As the battle with chickenpox commenced at my house, Lysol in hand and Purel at the ready, my first-born son couldn’t help himself from being well within the personal bubble of my blister-ridden 7-month-old. Climbing, kissing and pawing his way to his brother’s side only instilled the circular thought of waiting for the next shoe to drop. It was only a matter of time, in my doomsday prediction, that we’d all come down with this ailment—one that seems akin to cholera on the Oregon Trail. Even in taking my baby to Children’s Hospital, you would’ve thought he had the bubonic plague while they quarantined him to a room at the far reaches of the building, as if half of the staff had never seen his rash before.

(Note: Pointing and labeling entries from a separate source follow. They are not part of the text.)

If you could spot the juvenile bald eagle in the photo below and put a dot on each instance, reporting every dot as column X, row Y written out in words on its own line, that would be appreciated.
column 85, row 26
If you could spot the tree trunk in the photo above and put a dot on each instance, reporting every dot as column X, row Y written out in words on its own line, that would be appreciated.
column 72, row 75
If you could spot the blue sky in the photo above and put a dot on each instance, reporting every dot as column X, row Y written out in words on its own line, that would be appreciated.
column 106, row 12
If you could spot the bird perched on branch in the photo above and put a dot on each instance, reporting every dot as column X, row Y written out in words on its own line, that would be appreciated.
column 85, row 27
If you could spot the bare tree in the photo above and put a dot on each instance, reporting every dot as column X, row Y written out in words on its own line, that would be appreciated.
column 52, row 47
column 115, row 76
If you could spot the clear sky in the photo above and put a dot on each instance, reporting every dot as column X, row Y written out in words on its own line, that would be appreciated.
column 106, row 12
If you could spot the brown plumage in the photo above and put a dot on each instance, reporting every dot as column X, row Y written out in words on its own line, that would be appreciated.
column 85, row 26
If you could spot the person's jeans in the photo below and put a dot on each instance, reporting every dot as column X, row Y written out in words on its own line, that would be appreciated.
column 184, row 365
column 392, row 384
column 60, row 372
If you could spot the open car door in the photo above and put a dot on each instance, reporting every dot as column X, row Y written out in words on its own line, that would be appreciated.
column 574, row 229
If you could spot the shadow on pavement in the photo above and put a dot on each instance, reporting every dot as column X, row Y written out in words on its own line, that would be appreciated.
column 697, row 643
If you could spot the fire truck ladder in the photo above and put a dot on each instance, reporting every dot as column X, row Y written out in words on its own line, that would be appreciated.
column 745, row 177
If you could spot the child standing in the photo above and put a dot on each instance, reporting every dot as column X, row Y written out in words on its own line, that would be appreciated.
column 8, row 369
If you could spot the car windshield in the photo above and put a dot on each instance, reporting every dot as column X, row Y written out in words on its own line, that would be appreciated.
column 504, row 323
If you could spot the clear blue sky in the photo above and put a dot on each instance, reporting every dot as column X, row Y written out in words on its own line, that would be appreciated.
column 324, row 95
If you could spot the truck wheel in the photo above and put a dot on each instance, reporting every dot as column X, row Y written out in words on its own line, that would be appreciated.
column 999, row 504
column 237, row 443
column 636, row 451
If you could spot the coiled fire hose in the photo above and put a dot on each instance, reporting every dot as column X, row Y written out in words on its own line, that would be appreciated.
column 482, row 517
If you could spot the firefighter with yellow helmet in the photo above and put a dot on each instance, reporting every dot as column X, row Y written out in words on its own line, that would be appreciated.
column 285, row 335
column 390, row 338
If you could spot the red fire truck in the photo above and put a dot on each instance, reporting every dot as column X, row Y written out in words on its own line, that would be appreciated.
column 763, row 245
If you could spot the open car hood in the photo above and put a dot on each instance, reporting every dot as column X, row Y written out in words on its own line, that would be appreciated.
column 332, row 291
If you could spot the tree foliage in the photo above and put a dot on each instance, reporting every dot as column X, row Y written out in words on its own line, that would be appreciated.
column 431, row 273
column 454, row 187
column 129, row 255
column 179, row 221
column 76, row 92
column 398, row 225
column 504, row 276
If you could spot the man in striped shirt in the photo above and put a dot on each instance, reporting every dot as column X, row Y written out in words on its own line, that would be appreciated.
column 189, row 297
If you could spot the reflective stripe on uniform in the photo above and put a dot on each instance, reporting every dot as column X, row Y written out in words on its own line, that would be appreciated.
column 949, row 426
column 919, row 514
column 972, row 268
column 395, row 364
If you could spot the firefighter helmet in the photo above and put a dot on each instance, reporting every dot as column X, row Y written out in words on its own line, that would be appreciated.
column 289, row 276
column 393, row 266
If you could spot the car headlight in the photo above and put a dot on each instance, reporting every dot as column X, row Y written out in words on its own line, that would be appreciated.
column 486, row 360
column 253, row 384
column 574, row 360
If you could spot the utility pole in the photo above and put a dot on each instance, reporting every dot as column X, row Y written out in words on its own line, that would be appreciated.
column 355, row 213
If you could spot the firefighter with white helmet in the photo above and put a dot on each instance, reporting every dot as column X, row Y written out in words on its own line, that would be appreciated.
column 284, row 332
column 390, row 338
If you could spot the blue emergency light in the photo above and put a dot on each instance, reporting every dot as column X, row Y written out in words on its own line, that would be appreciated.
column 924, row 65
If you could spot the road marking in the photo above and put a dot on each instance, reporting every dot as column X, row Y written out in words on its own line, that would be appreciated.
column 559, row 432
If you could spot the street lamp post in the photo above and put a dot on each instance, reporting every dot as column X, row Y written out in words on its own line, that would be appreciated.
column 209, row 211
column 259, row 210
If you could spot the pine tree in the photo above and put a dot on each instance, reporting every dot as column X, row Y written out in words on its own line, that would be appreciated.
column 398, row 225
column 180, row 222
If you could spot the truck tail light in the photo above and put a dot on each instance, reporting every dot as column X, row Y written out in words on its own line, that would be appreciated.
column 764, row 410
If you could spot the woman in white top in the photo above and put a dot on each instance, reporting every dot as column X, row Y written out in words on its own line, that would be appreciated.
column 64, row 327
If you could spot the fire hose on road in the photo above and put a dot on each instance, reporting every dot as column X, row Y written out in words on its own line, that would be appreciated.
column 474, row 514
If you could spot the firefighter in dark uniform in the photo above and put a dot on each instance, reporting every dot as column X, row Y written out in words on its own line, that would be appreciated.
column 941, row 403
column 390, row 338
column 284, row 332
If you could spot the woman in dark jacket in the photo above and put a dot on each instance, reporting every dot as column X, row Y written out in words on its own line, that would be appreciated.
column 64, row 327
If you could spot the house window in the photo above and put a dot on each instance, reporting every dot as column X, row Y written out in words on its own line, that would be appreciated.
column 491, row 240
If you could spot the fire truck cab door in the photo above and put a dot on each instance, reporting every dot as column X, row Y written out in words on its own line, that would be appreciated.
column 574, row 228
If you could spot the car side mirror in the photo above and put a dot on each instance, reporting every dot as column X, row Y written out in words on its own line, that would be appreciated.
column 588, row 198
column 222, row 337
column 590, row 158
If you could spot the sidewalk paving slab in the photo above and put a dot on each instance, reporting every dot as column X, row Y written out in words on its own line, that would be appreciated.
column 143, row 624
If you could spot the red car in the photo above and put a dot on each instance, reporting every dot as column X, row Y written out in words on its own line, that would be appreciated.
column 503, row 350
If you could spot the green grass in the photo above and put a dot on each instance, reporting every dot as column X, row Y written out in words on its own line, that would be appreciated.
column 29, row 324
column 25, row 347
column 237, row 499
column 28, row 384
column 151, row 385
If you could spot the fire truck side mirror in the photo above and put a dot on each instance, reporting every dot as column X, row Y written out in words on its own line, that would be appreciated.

My mother has always been my medical proxy—my purveyor of all things knowledge, always ready to further expand my take on the world. She’s cool and rational, somewhat blunt, carrying the weight of burden as she moves about the room. A phone call in, and she’s there on speaker with, “what now?” as my beautiful firstborn was the kicker of drama in my parental windfall. Born at 31 weeks premature, and requiring a myriad of special attention ever since (now, more emotional attention than anything), it’s been a roller coaster ride to say the least, and she’s fielded phone call after phone call of what-ifs and what’s-next for as long as I can remember.
Booming through the phone, she goes over her day and accounts for my father’s whereabouts, so I know which room of the house he’s taken dominance. This seemingly small aside of her day—mixed into the conversation any time we speak—somehow rings more clearly this time. Knowing specifically where my dad is located in the home has never been something I’ve really asked about and doesn’t really add or take away from any of our conversations. More or less, it’s filler until things really pick up.
During this particular conversation—in the throes of our chickenpox epidemic—things were different. It finally hit me: my mother was in a relationship—for decades. BOOM! And there it was. She continued to talk about walking the dog, how it was in the 60s in Florida (so she had to bundle up), how she was planning to play golf later, and my head spun around the notion that she was more than just my mom. She was, and is, a woman.
There are moments that come and go, and so often I don’t stop to take stock in them. One minute they’re here, and the next, the universe takes hold. I’m fortunate to still have my mother here with me, as I know there are many of whom are not so lucky, but feel all the more fortunate to have this unique opportunity to meet each other for the first time through the written word.
Since both of us have been lifelong journal writers (thanks to the first one she bought me, Christmas of ’89), I’ve asked that she pen alongside me with an account of our lives intertwined. Having lost her own mother at just 17 years young, I’m grabbing hold of the time we have together and detailing an outline of our footprints through life.
Here’s an excerpt from my mother, or, as I should say, Anne:
It is interesting that my middle daughter asked me to put some of my life’s memories in writing. Since I retired two years ago, I have thought quite a bit about my life up to this point. I recently told all of my children that as I look back, I would not have done things differently, but I would have done things better. My only hope is that their memory of me is kindly.
Although brief an introduction, it exists for you now. Our lives, memories to us, yes—but may just end up being your present. Go with us, won’t you?